Historia De Un Culturicidio


Había un mundo.

Había un mundo dentro de un mundo.

Había miles de pequeños mundos que estaban dentro de un mundo, que estaba dentro de un mundo.

Eran pequeños mundos plenos de alegrías y tristezas.

Eran pequeños mundos en que los violines y clarinetes lloraban riendo o reían llorando, mientras el tambor latía como un corazón.

Eran pequeños mundos en que los pobres eran pobres con dignidad, y los ricos no se ocultaban tras su riqueza.

Eran pequeños mundos con grandes sueños.

Eran pequeños mundos en que la ley exterior no valía nada, sino que valía la ley dada a Moisés en el Sinaí, y donde el juez era sabio en esa ley.

Esos pequeños mundos estaban llenos de Menajem Mendels, Tevies, Benjamines Terceros, ricachones y pobretes.

Eran pequeños mundos en los que había bodas y circuncisiones, pogromos y sepelios.

Pero vino la tormenta negra y barrió esos pequeños mundos.
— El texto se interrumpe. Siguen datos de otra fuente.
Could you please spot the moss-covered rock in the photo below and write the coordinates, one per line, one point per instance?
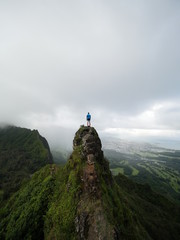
(83, 201)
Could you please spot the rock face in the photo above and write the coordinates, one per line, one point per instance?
(91, 222)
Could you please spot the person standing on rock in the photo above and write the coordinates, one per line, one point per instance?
(88, 117)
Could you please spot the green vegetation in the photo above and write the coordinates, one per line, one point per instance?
(160, 170)
(22, 152)
(47, 205)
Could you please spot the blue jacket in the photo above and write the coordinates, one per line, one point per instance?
(88, 117)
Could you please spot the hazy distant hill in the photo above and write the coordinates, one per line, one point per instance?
(146, 163)
(82, 200)
(22, 152)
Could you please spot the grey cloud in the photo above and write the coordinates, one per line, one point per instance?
(115, 59)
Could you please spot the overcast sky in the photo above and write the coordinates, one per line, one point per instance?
(118, 59)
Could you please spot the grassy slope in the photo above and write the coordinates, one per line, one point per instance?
(45, 208)
(22, 152)
(161, 171)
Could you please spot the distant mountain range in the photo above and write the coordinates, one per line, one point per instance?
(80, 200)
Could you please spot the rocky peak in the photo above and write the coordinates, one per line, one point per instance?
(88, 139)
(91, 222)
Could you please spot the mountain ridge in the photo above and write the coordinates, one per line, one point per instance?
(82, 200)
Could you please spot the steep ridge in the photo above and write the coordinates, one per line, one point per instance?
(22, 152)
(83, 201)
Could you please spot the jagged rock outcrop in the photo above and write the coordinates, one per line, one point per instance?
(82, 201)
(91, 222)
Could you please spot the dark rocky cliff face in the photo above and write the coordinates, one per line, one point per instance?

Motl fue realmente huérfano de padre, madre y hermano; Benjamín Tercero emprendió su último viaje hacia la nada; Menajem Mendel vio convertirse en humo su último proyecto de vida y Tevie ya no pudo ser rico.

El shtetl de Gebirtik se incendió definitivamente y nada quedó de él, solo el recuerdo en la mirada afiebrada de los pocos sobrevivientes, un recuerdo plagado de horror.
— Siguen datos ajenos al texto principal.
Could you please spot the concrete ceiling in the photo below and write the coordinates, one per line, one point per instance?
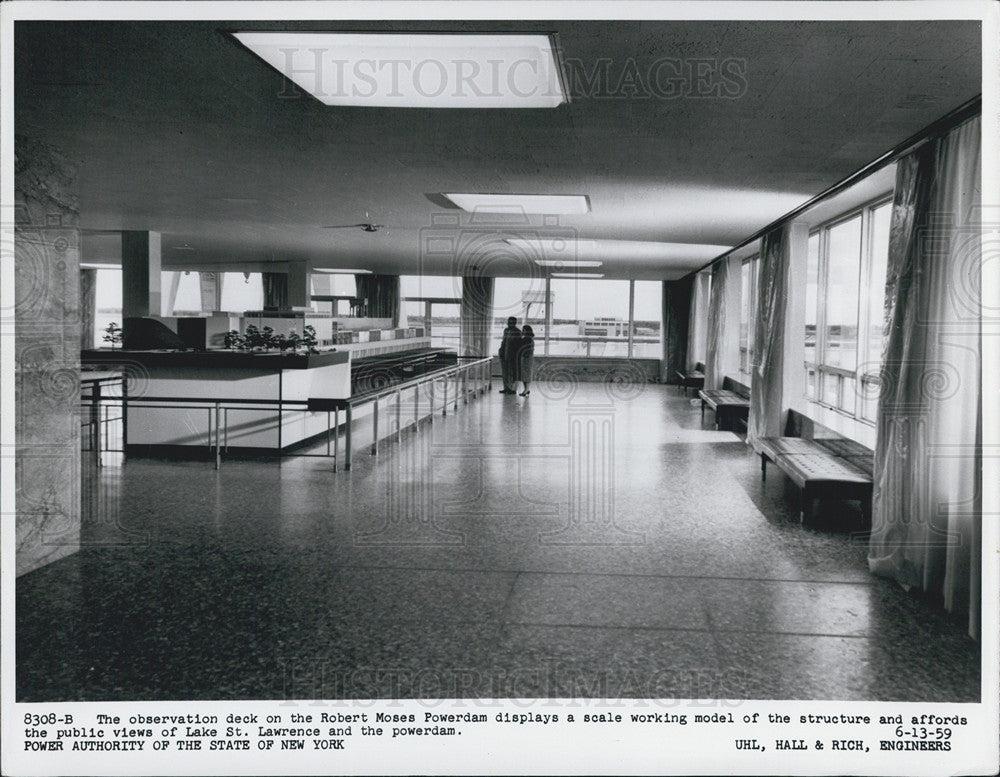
(179, 129)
Y esos pocos sobrevivientes abandonaron los países-tumbas en busca de una posible resurrección.

Emigraron: algunos a los países americanos, donde ingresaron clandestinamente, mientras que los verdugos de sus familias ingresaban por la puerta grande.

Otros, tras muchas peripecias, entraron a Israel, donde aprendieron que sólo se sobrevive luchando.

Y formaron familias, tuvieron hijos, hijos que llevaban los nombres de aquellos barridos por las hordas pardas. Y esos hijos se casaron, y tuvieron otros hijos. Pero aquellos sobrevivientes comprendieron que la continuidad de la cadena de siglos se había cortado. Los hijos de los hijos no eran Moishele o Rivkele, sino Tomer o Calanit, nombres nuevos para un pueblo nuevo surgido de las cenizas de un pueblo viejo.

Y ahí los sobrevivientes comprendieron que ellos, en realidad, no estaban vivos, sino que sus almas habían quedado entre las cenizas de Europa, pero no eran los nazis quienes los habían asesinado, sino su propia descendencia al cortar la cadena de oro que los unía con sus progenitores.